Tu amante, después de escucharte, sonrió. Él se sentía afortunado de amarte, de haber encontrado a una mujer que lo llenaba y, también, de poder satisfacerte completamente. Antes de echar a andar el motor te besó apasionadamente, al tiempo que su mano acarició tu rodilla y fue subiéndola…
—La verdad, yo lo entiendo, una mujer como tú no debe desperdiciarse —te susurró en el oído mientras su dedo acariciaba tu clítoris. Tu vagina comenzó a humedecerse.
—¡Vámonos, porque aquí nos pueden ver! —exigiste riendo y le retiraste la mano que te acariciaba.
Aunque nunca se lo dijiste, él no estaba ajeno a la búsqueda de amor que habías hecho, eran muchos los indicios para inferirlo, y hoy tenía una comprobación más; también lo percibió una mañana, a pleno sol, en tu auto, pues en ese mismo estacionamiento de la escuela donde estudiabas habían hecho el amor a petición tuya, y cuando se retiraban le expresaste: “ya te cogí donde yo quería: en mis terrenos”, como recordando algo que alguna vez hiciste o quizá dejaste pendiente. Ciertamente hubiera repetido la acción este día, pero se lo impediste. Esta vez, al salir del estacionamiento, él te dio una explicación sobre lo que pudo haberle pasado a tu profesor de física.
—Eres tan hermosa y estás tan buena, que se calentó excesivamente, por haberte acariciado durante el camino. Así, al llegar a las peñas y tenerte para sí, se vino de inmediato, seguramente mucho hasta quedarse sin fuerzas, pues penetrarte acariciando tus nalgas es el mayor de los placeres, me consta, y por eso no tuvo tiempo de pensar en satisfacerte. Desde luego que le gustó y quiso repetirlo, lo cual no quiere decir que sólo te quiera para eso. Pero qué bueno que nadie pudo convencerte antes que yo de que le entregaras tu amor.

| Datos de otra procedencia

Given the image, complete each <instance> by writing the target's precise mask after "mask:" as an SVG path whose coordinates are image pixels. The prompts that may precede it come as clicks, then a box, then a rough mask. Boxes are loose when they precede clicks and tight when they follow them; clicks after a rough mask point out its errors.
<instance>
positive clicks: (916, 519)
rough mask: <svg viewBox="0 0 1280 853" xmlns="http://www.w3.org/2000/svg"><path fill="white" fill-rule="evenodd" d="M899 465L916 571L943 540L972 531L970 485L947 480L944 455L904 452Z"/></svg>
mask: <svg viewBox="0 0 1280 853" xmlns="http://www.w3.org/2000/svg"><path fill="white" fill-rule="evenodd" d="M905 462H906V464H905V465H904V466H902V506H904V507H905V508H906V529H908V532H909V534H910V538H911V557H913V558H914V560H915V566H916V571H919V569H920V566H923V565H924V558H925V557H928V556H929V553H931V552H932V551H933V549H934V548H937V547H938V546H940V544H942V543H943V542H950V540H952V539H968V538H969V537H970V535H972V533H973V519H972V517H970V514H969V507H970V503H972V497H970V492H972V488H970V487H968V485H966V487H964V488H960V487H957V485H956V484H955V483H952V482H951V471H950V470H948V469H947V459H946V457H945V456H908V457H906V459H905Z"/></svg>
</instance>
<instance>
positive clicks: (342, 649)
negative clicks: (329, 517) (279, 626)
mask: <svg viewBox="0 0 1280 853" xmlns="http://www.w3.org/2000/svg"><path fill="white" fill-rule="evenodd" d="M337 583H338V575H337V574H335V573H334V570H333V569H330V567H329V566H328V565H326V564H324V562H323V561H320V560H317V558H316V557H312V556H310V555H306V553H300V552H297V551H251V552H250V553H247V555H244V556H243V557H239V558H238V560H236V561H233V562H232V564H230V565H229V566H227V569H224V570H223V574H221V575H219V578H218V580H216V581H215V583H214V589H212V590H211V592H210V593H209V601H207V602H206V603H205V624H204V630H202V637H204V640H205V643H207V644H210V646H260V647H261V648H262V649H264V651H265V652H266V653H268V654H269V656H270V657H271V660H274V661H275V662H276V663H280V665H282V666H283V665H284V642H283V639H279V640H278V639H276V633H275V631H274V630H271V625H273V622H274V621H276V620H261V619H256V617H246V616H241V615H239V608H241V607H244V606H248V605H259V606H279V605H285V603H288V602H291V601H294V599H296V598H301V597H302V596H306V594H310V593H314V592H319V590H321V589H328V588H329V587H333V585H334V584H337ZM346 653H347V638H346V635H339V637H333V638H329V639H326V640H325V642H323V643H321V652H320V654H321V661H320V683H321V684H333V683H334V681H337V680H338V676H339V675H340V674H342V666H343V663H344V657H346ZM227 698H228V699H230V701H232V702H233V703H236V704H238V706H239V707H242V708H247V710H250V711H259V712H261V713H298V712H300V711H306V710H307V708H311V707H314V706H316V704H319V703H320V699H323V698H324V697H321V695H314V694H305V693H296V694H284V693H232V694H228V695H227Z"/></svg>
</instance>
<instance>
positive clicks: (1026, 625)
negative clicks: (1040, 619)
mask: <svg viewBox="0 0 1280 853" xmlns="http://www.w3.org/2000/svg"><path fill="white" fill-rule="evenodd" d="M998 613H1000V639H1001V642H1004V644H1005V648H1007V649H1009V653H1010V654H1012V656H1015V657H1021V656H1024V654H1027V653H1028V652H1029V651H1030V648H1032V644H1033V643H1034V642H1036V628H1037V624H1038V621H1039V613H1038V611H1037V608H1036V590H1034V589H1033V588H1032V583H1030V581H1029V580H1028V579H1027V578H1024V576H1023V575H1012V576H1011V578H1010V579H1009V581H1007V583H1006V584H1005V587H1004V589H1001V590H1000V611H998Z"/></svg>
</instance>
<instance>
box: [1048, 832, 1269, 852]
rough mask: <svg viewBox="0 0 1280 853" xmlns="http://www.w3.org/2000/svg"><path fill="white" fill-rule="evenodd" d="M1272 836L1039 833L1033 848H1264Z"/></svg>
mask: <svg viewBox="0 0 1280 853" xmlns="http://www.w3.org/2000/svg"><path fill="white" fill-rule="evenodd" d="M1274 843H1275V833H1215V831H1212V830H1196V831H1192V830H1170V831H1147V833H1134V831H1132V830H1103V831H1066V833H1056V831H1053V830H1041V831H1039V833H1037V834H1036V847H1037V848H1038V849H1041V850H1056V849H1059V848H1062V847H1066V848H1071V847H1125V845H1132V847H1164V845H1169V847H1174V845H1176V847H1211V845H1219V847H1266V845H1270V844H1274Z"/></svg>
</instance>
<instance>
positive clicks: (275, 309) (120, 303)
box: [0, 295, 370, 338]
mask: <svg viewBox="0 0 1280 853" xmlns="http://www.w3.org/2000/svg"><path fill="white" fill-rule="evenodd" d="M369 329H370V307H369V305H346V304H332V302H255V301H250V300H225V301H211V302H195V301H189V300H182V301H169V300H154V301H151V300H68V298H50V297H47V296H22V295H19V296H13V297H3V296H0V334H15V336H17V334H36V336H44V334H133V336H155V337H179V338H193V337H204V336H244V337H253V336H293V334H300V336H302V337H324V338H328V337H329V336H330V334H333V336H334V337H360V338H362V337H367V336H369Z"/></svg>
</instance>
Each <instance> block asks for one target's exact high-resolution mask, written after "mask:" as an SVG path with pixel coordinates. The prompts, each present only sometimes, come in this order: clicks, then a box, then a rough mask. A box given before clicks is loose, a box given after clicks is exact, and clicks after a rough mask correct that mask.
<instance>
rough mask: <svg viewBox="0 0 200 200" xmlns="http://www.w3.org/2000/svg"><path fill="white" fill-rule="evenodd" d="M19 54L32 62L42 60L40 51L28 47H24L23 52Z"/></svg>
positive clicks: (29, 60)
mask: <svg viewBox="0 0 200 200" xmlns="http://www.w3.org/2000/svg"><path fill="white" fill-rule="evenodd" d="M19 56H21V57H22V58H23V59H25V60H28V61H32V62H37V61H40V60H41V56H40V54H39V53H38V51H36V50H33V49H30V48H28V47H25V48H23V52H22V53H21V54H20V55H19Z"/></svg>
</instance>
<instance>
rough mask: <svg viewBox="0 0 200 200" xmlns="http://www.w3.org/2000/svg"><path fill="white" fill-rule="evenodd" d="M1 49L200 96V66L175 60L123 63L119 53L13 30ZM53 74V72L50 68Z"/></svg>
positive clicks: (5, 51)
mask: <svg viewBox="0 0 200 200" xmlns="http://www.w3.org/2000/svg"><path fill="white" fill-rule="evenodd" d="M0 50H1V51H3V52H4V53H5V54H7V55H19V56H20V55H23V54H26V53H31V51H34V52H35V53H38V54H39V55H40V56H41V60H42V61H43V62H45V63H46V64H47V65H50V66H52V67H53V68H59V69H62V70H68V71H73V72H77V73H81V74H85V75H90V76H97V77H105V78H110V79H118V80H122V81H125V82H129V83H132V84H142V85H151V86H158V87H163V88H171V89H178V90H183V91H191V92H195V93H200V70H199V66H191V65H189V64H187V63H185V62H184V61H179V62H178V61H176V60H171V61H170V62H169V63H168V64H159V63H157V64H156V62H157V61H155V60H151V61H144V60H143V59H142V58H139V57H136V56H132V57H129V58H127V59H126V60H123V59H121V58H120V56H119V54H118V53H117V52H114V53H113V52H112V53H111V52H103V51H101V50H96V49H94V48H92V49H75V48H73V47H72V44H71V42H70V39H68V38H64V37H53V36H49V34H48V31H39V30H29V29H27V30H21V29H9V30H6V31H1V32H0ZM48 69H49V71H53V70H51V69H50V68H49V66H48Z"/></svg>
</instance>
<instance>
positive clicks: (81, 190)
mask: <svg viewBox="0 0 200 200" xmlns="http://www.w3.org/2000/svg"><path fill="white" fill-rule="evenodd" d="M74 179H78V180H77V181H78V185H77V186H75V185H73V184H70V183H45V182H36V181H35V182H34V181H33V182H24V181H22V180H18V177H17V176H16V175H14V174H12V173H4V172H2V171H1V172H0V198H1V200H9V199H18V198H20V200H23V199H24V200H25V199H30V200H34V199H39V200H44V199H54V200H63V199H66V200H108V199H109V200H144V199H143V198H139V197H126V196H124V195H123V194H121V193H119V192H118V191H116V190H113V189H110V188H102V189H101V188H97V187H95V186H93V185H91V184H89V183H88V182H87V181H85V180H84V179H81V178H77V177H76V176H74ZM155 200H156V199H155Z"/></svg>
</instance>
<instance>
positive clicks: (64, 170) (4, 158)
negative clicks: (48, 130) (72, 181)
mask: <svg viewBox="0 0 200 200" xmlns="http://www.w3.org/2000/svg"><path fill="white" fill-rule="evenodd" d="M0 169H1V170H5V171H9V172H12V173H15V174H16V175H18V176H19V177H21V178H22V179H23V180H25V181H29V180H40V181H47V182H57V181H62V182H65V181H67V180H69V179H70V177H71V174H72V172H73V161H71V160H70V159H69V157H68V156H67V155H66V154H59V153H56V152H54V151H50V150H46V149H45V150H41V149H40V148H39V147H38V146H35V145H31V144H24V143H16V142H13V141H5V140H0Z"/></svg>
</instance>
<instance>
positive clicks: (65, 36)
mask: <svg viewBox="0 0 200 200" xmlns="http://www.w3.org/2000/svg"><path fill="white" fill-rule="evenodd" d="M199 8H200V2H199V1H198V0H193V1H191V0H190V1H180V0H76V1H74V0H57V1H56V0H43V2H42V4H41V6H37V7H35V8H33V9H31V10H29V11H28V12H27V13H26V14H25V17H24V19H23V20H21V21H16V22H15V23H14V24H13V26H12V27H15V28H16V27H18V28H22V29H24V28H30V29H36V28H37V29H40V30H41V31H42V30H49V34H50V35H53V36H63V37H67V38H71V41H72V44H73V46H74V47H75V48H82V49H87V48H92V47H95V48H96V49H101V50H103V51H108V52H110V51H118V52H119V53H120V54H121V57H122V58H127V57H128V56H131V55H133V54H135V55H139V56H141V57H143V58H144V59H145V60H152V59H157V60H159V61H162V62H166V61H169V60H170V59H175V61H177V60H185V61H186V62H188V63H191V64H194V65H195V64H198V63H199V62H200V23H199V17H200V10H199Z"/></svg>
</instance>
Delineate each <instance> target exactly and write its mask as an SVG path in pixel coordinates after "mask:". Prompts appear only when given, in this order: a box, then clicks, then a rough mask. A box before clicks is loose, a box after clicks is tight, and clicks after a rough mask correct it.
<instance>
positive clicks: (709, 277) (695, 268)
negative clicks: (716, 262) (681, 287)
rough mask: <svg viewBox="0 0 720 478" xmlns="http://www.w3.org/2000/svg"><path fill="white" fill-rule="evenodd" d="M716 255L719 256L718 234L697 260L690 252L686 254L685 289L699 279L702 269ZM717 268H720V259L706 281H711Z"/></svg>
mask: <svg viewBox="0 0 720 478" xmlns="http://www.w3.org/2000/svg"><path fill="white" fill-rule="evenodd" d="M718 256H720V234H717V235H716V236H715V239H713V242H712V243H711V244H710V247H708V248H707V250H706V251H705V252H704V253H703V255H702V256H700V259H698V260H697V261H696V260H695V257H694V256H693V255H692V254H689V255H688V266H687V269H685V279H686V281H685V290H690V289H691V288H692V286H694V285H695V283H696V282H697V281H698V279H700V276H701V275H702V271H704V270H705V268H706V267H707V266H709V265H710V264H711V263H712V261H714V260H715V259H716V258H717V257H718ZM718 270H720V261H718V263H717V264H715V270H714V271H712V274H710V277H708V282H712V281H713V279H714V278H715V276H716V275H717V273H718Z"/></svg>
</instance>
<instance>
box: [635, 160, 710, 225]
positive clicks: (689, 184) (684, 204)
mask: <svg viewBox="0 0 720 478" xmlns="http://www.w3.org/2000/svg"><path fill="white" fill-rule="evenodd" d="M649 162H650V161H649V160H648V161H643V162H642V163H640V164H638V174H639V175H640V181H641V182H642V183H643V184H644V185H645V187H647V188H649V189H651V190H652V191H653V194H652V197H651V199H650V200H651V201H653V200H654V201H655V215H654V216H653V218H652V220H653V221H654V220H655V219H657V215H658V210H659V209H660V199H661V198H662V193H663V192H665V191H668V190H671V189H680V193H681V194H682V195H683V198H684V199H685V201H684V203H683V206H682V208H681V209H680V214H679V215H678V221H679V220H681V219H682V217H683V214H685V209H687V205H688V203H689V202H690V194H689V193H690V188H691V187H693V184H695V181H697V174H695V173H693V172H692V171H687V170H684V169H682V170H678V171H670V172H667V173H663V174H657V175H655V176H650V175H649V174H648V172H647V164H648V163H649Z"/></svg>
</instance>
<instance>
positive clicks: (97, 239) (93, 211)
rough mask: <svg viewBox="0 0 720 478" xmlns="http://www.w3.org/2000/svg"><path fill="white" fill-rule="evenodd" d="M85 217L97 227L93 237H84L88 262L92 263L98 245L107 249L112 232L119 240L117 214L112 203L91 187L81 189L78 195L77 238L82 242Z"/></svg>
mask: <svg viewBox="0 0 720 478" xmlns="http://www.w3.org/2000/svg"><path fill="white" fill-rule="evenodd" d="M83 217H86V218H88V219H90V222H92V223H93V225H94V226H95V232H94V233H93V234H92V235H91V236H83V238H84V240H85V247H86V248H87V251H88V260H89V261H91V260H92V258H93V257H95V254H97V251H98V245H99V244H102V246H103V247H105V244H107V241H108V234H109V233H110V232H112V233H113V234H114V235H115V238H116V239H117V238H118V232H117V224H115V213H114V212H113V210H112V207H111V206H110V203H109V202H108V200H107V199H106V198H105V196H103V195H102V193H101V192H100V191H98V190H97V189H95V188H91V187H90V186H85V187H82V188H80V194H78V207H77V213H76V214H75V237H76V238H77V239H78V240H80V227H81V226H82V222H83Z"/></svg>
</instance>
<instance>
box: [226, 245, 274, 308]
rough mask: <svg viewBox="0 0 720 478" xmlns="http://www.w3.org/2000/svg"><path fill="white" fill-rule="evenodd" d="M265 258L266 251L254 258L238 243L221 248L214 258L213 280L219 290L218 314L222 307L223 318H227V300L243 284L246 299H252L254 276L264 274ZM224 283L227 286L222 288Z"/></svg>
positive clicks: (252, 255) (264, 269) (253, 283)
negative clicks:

Al terminar de hablar, soltó la palanca de velocidades, tomó tu mano y le dio un beso. Con la misma mano le acariciaste la cara. Te sentías dichosa por haber encontrado a alguien con quien compartir esa hermosa locura que, desde antes adivinabas, debería existir, la de dar y recibir amor y sexo, simultáneamente. En el periférico, cuando él estaba concentrado en conducir, tuviste tiempo de recorrer una a una las pocas veces que “hiciste el amor” —así, entre comillas— con otros. No pudiste evitar que salieran unas lágrimas cuando recordaste a tu terapeuta afirmar que no creía que hubieses solucionado el problema de frigidez tan rápido, "incluso aceptando que él fuera tan especial como tú aseguras", refiriéndose a quien entonces tenía un mes de andar contigo y ahora te acompañaba. Esa semana habían tomado la decisión de vivir juntos. Sí, tuviste muy buena suerte de encontrarte con tu verdadera media naranja.